“We’re trying to be more transparent with talent, with the market,” Ted Sarandos said Monday, making no bones that the streamer’s info is still is “a big black box, mostly.”
Speaking today at the Code Conference at the Beverly Hilton, the streamer’s co-CEO did drop some slides full of metrics that showed Season 1 of Rhimes’ period drama is the most initially watched and most engaged with series on the service.
Additionally, this self-described attempt to be “more transparent” revealed that Extraction, executive produced by the Russo Brothers, was the most watched film on Netflix, and 2018’s Sandra Bullock starrer Bird Box was the most engaged with feature – as you can see in the charts below looking at the first 28 days after release:
“For a subscription business, engagement really matters,” Sarandos said in unveiling the metrics, which included not a single licensed series or film. “This is a real indicator of value,” he added with no small amount of glee.
In that vein, the Netflix co-chief parried probes into the multimillion-dollar overall deals the streamer has inked with the likes of Rhimes, Ryan Murphy, Courtney Kemp, the Obamas, Kevin Hart and Greg Berlanti & Sarah Schechter among others. “It’s way too early to tell — you have to look back on this things over many years,” he said of the pricey agreement, before he let the true takeaway out: Shonda’s deal will be successful just on Bridgerton.
Looking at the strong performance of Season 3 of Stranger Things in both the chart categories revealed today, Sarandos was straightforward and coy almost simultaneously. “Franchises are good, but what you want are hits,” he told the Beverly Hills audience regarding the 1980s-set Duffer Bros show. Stranger Things is “a franchise being born,” Sarandos said, and hinted at “spinoffs.” There has been talk that star Millie Bobby Brown could be taking lead in an extension of the Duffer Bros universe under the terms of her own big Netflix deal.

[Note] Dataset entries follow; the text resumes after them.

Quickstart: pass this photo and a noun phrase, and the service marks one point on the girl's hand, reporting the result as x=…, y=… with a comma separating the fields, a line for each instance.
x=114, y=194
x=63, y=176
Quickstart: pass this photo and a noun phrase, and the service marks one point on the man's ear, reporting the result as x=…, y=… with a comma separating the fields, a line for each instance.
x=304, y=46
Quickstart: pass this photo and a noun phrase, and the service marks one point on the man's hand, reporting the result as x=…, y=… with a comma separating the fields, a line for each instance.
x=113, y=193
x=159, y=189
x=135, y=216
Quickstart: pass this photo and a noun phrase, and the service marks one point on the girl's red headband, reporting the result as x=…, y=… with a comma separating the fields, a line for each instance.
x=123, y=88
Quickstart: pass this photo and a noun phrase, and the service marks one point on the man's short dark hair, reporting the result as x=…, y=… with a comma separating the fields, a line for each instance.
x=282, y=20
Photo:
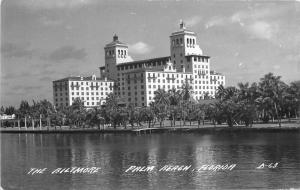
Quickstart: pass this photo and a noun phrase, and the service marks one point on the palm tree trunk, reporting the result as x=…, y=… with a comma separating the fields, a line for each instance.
x=25, y=123
x=40, y=122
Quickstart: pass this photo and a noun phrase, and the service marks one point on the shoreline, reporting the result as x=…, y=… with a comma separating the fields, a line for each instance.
x=287, y=127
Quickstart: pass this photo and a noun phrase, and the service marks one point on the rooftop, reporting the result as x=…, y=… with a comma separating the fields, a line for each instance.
x=146, y=61
x=81, y=78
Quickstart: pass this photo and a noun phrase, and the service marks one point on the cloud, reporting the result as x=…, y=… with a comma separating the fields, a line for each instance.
x=192, y=21
x=12, y=50
x=66, y=53
x=263, y=30
x=54, y=4
x=216, y=21
x=46, y=21
x=140, y=48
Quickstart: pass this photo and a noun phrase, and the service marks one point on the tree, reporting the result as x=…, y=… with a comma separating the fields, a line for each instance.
x=147, y=115
x=273, y=95
x=10, y=110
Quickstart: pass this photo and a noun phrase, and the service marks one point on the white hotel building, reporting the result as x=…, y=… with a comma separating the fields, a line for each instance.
x=136, y=81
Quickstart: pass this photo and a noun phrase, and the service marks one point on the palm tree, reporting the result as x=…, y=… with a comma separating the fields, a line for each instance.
x=24, y=111
x=274, y=94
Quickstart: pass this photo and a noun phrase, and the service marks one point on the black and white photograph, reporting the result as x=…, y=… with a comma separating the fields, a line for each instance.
x=150, y=94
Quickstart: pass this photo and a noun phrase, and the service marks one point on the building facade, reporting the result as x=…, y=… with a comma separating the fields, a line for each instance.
x=91, y=90
x=135, y=82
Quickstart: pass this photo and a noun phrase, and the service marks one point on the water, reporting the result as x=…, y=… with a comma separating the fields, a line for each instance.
x=115, y=153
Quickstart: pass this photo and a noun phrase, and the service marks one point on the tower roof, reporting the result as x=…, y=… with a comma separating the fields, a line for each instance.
x=182, y=29
x=115, y=42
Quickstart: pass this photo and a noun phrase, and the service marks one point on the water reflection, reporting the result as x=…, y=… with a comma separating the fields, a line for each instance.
x=115, y=153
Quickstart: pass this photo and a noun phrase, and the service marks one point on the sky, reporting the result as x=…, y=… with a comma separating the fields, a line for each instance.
x=43, y=40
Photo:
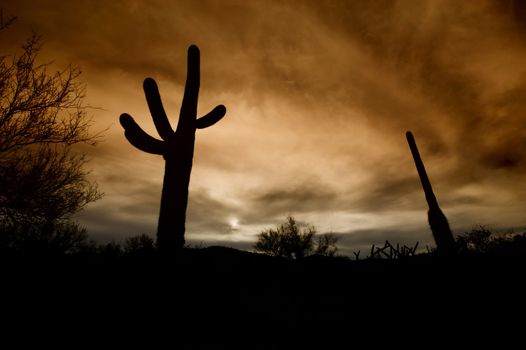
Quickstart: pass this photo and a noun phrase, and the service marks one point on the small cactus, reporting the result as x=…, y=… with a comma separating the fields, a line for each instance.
x=177, y=148
x=437, y=220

In the wide-ranging and sometimes blatantly evasive sit-down with New York Times columnist Kara Swisher, the always self-pitching Sarandos again promised Netflix really wasn’t interested in live sports, news or buying a theater chain. He did disclose that the company was moving ahead with its foray into gaming (“Focusing on mobile …stay tuned”) and his relationship with fellow CEO Reed Hastings (“He’s made me a better tech exec, I’ve made him a better content exec”).
Sarandos also estimated that the recently released South Korean death match drama Squid Game could be Netflix’s biggest show ever if the early viewership results hold — numbers that the exec in a display of a lack of transparency did not reveal Monday.

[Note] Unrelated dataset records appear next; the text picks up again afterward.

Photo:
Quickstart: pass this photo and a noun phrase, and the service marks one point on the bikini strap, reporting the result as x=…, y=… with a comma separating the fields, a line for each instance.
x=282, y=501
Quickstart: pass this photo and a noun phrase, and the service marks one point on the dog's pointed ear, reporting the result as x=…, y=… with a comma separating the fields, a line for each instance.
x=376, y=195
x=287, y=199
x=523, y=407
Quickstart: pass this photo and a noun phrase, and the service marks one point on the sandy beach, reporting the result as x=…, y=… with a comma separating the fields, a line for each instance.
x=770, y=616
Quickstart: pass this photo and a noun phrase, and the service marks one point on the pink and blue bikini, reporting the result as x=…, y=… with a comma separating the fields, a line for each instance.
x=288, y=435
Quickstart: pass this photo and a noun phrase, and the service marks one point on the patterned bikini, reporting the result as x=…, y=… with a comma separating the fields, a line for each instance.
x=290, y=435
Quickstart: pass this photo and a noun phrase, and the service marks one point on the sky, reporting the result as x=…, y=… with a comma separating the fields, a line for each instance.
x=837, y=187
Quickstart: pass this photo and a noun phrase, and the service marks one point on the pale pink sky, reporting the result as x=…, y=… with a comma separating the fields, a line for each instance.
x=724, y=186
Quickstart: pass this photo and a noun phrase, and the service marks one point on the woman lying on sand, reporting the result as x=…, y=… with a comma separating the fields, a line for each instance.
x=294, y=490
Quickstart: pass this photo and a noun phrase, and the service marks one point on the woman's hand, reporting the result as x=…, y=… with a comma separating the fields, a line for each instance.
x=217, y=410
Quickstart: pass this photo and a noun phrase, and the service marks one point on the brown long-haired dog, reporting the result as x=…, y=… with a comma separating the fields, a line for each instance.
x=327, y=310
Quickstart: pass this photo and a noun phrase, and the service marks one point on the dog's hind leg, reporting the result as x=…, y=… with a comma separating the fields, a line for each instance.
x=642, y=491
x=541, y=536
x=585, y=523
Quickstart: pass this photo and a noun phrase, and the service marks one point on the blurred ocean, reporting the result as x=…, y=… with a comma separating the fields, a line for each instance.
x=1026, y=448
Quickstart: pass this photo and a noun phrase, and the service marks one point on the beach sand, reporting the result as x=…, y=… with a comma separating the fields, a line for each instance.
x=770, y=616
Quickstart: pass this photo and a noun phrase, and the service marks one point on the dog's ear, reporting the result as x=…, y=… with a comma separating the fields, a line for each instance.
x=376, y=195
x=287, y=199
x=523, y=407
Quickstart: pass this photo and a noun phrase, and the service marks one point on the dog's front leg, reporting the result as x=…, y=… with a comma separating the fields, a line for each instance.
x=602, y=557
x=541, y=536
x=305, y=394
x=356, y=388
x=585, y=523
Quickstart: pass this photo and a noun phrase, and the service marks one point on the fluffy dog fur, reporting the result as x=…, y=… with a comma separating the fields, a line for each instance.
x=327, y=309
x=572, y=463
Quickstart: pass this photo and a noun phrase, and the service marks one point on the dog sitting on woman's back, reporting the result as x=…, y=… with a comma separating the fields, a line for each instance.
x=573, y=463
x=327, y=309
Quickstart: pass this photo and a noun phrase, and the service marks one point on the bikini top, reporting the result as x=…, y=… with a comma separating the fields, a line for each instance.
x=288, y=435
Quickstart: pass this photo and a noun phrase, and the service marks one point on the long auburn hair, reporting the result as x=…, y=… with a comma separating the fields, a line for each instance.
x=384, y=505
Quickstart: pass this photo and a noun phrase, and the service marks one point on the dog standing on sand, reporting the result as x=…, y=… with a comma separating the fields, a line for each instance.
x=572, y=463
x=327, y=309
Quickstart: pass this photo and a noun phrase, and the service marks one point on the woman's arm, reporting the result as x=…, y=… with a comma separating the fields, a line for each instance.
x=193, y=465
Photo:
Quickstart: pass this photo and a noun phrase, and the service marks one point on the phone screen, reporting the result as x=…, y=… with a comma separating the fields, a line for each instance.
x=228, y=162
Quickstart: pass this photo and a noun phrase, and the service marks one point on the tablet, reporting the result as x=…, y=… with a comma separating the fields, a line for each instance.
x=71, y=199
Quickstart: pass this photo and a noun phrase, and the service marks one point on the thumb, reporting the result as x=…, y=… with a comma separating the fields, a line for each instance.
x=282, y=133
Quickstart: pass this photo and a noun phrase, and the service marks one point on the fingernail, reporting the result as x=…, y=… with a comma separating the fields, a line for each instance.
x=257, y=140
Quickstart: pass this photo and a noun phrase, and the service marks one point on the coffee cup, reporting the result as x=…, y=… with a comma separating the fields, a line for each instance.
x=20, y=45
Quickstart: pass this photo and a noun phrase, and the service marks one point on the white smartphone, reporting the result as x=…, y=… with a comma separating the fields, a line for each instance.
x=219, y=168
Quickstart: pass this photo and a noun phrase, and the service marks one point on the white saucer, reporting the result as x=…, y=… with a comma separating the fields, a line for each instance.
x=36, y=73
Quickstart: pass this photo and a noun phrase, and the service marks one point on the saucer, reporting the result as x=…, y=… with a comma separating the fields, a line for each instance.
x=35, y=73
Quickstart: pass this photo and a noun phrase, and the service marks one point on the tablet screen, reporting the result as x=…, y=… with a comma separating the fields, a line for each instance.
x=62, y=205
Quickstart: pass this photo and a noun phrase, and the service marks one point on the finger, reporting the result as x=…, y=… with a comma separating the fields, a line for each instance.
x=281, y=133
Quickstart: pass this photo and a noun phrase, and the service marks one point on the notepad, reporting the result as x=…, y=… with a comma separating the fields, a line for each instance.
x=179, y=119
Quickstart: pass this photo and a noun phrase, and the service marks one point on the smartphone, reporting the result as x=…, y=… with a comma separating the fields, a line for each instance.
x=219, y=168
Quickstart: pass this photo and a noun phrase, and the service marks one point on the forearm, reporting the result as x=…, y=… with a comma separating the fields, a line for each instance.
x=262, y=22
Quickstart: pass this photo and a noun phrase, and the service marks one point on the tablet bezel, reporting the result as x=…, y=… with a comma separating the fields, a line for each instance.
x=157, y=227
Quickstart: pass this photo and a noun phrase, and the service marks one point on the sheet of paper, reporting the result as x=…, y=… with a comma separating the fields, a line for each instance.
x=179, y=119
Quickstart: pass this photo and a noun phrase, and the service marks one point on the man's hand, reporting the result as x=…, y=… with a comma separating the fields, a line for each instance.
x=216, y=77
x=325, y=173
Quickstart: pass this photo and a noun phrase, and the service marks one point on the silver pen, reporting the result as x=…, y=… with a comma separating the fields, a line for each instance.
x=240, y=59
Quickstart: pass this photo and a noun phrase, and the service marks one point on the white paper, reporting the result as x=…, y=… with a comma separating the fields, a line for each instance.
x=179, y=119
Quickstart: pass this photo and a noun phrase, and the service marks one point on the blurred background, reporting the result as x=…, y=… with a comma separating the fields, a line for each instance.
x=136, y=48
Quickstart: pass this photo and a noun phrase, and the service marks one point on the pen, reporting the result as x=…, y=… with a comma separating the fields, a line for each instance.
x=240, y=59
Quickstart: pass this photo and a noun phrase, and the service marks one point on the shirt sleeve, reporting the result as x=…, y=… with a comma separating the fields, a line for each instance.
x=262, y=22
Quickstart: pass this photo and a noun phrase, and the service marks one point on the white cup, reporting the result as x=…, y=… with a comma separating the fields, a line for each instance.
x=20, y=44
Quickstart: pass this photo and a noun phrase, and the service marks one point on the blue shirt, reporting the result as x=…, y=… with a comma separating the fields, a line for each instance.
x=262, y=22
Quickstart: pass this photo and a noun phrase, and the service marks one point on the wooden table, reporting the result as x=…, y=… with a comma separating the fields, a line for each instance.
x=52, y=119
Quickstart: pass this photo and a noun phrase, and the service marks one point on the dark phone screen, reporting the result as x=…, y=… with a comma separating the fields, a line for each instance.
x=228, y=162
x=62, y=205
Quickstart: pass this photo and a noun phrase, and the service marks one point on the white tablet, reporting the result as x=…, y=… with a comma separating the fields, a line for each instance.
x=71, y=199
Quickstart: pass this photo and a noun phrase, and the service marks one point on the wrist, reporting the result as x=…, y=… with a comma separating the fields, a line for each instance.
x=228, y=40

At one point, pressed by Swisher, Sarandos ventured a glimpse of his take on the big-bucks legal battle between Disney and Black Widow’s Scarlett Johansson over hybrid release windows and profit participation. “I watch these things as a spectator — I would have said this or said that,” he admitted. “I’m fortunate that we have not been in those shoes.”
Throwing out another bit of red meat for the business and tech crowd in the ballroom and watching online, Sarandos added: “Talent has to be respected and compensated.”

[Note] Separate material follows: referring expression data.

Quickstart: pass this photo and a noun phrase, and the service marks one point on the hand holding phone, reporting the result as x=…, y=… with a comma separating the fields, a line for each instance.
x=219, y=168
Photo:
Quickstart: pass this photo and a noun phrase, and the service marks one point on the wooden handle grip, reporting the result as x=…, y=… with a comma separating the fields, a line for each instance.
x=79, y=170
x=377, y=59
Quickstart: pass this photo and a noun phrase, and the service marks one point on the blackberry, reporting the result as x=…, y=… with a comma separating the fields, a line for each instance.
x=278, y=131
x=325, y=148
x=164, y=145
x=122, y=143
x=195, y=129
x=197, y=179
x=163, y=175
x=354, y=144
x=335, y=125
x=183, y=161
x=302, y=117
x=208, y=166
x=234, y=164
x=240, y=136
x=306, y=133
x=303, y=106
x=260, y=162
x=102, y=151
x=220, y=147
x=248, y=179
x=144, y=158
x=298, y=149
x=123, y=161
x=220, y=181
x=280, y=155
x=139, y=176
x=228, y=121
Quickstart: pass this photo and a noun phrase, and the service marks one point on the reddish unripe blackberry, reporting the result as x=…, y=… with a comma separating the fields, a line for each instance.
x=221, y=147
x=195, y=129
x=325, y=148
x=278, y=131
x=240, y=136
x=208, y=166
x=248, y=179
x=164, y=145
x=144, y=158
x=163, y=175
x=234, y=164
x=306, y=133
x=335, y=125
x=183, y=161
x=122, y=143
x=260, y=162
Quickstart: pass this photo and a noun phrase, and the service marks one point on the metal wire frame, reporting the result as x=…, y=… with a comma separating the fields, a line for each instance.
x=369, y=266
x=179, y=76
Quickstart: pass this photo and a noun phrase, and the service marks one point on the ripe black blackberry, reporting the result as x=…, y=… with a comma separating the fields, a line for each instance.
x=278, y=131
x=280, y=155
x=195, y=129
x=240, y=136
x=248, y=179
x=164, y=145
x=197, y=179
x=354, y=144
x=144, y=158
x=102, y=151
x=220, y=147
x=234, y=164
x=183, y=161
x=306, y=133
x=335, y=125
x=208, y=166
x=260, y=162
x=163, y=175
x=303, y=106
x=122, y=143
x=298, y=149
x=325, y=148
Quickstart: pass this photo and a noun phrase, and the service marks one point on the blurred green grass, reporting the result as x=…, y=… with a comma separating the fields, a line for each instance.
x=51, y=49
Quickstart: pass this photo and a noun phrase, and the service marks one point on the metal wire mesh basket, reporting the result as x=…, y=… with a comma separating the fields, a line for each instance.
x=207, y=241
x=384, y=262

However, Sarandos was more loquacious on the muddle a number of Netflix’s competitors finds themselves getting features to market during the pandemic and the shifting to streaming of big-name and big-budget pics. “I do think that movies premiering on television at home on that comfortable couch is pretty sweet,” he said. “But if you want to go out, I can’t compete with that,” he told Swisher.
On the subject of filmmakers and other creatives taking a swipe at big media companies opting for streaming or hybrid releases, Sarandos was frank. “If they are talking for themselves that is a pretty short debate,” he said. “If they are talking for the consumers, that will play out in attendance.”
Even with subscriber growth stalled, the past few weeks have seen a strong show of Netflix’s pervasive power in Hollywood with a The Crown-fueled record 44 wins at the Emmys earlier this month. Then, on September 24, Sarandos basked in the official opening of the much-delayed Academy Museum of Motion Pictures in his board chair capacity. The next day saw the streamer launch its massive virtual fan event Tudum (named after the sound when a show starts on the system) with a sneak peek at Season 2 of Bridgerton and much more.
In the all-telling stock market, Netflix has had an even better public showing of late. With a current a market valuation of $252 billion, Netflix shares have been in record territory, establishing an all-time high of $615.60 earlier this month. They rose a fraction today, closing the trading day at $592.64, and have gained 14% in 2021 to date. In that vein, investors are eagerly awaiting the streaming giant’s third-quarter financial report, which is scheduled for October 19.
After a heartfelt introduction looking over the pandemic by Swisher, the three-day conference at the Beverly Hilton kicked off today with an agenda that not only includes the Netflix exec but also the likes of WarnerMedia boss (for now) Jason Kilar, Endeavor’s Ari Emanuel, Elon Musk and more coming up
The Code Conference continues until Wednesday.